S.C. Rep. Bakari Sellers (D-Bamberg) – a rising star in Palmetto politics – was busted for driving under the influence last fall following a University of South Carolina football game.
The 28-year-old lawmaker – widely regarded as one of the more substantive policy voices in Columbia, S.C. – failed three field sobriety tests after being pulled over in Chester County on October 7.
“I came up on him, he switched lanes in front of me, no turn signal, then drifted back; almost hit the back end of a tractor trailer,” the officer who busted Sellers recalled.
On a dash cam video of Sellers’ arrest, the young lawmaker acknowledged he had been drinking but repeatedly told the officer he was “tired.” Sellers later refused a breathalyzer exam – which guaranteed him a six-month suspension of his drivers’ license thanks to law signed by former Gov.
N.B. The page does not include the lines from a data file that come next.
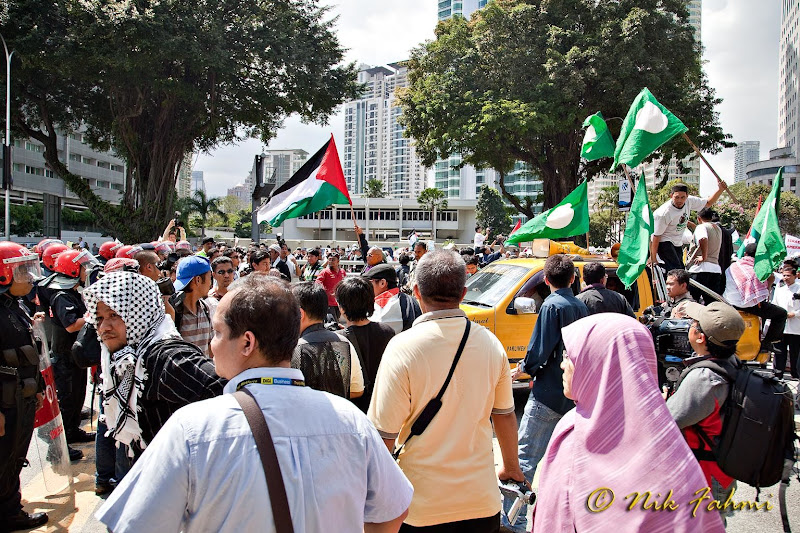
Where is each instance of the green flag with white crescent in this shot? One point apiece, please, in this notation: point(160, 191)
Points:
point(647, 126)
point(771, 249)
point(568, 218)
point(597, 142)
point(635, 248)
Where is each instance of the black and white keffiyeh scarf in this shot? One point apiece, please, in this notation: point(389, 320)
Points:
point(137, 300)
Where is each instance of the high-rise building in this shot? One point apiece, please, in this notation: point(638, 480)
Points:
point(746, 152)
point(788, 103)
point(282, 163)
point(375, 145)
point(103, 171)
point(184, 184)
point(198, 183)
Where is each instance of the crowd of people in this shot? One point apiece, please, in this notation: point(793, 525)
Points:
point(381, 398)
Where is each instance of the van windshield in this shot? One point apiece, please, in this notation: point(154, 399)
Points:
point(490, 285)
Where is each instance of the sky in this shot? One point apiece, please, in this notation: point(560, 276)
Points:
point(740, 40)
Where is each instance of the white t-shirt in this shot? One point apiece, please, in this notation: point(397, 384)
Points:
point(700, 233)
point(670, 221)
point(783, 298)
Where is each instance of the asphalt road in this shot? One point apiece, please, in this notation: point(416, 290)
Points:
point(73, 511)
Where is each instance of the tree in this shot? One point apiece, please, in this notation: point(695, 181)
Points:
point(517, 80)
point(374, 188)
point(491, 212)
point(157, 79)
point(204, 207)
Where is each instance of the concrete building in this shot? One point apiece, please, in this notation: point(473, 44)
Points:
point(788, 105)
point(375, 145)
point(745, 153)
point(384, 220)
point(763, 172)
point(104, 171)
point(184, 184)
point(198, 183)
point(281, 163)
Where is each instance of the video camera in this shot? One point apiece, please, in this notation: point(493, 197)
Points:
point(520, 493)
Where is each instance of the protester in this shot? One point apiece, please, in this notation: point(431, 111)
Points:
point(746, 292)
point(223, 271)
point(785, 298)
point(192, 313)
point(392, 307)
point(701, 393)
point(328, 360)
point(148, 371)
point(597, 298)
point(203, 470)
point(71, 269)
point(670, 221)
point(207, 245)
point(451, 464)
point(703, 263)
point(330, 276)
point(546, 403)
point(278, 263)
point(356, 300)
point(21, 387)
point(313, 266)
point(610, 362)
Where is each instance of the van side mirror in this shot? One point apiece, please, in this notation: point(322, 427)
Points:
point(525, 306)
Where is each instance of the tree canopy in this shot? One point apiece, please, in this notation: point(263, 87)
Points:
point(517, 80)
point(157, 79)
point(491, 212)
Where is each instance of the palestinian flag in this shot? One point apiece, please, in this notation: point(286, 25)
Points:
point(318, 184)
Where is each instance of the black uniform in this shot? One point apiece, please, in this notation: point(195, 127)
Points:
point(20, 381)
point(68, 308)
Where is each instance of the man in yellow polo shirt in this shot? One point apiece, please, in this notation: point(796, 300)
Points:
point(451, 464)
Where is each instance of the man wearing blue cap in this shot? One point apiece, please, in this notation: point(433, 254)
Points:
point(192, 314)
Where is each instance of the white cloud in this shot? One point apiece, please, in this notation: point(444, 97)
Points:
point(741, 54)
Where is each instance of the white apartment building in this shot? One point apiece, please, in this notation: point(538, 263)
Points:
point(375, 145)
point(745, 153)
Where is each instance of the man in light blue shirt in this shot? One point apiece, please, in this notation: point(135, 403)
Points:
point(203, 472)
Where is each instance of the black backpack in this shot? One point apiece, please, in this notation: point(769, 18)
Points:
point(758, 424)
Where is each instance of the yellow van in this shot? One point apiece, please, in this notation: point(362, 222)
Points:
point(506, 296)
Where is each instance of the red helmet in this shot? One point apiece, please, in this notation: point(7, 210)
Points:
point(17, 263)
point(43, 244)
point(128, 251)
point(69, 263)
point(109, 248)
point(50, 253)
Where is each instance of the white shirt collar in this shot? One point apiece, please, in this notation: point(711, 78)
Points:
point(265, 371)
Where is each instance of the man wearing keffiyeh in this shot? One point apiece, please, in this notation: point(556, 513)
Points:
point(148, 371)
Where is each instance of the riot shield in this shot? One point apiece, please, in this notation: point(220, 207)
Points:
point(51, 443)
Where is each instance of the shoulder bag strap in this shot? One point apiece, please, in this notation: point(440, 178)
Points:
point(269, 460)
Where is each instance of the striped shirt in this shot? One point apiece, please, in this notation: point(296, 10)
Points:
point(177, 375)
point(197, 328)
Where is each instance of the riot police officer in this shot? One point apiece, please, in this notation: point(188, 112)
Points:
point(20, 381)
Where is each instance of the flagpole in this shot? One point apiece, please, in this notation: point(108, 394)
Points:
point(702, 158)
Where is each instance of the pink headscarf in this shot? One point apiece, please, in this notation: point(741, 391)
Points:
point(620, 436)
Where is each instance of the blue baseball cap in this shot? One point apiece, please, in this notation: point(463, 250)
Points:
point(188, 268)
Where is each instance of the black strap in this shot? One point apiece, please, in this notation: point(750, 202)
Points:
point(269, 460)
point(438, 399)
point(455, 362)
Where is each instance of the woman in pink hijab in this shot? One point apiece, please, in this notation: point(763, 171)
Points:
point(620, 437)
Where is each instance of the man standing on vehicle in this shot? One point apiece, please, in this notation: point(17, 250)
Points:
point(597, 298)
point(670, 221)
point(697, 402)
point(546, 403)
point(450, 464)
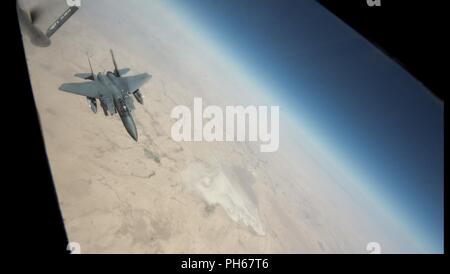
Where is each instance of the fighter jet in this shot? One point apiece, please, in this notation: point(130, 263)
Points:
point(113, 90)
point(27, 20)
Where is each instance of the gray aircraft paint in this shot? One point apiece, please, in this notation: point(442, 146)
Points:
point(114, 91)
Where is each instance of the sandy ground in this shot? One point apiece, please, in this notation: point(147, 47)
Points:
point(160, 196)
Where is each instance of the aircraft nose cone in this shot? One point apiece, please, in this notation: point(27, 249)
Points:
point(129, 124)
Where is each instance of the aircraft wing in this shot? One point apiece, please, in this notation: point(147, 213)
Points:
point(133, 83)
point(88, 89)
point(124, 71)
point(85, 76)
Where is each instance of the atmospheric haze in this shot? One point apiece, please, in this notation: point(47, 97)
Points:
point(162, 196)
Mark Sanford in 2008.
While some political operatives have pounced on Sellers’ arrest, members of both parties have defended him.
“I just want to remind people that no one is perfect, and that he who is without sin (should) cast the first stone,” GOP operative David Carter wrote on his Facebook page.
That’s probably a wise position to take. After all, based on our experience the blood alcohol level of the average Republican lawmaker in South Carolina rarely drops below the legal limit – even during the day (and then there are the GOP outliers).
Politically speaking we don’t expect Sellers’ DUI bust to amount to much. In fact compared to the May 2012 DUI arrest of S.C. Rep. Ted Vick (D-Chesterfield) it’s positively tame.
For those of you who missed that story, Vick pulled off the “Grand Slam” of traffic busts when we was caught speeding, driving under the influence and carrying an unauthorized firearm – all while traveling with a college coed (Vick is not only married, he’s one of those “family values” democrats).
Based on that standard, Sellers’ arrest is practically a non-event.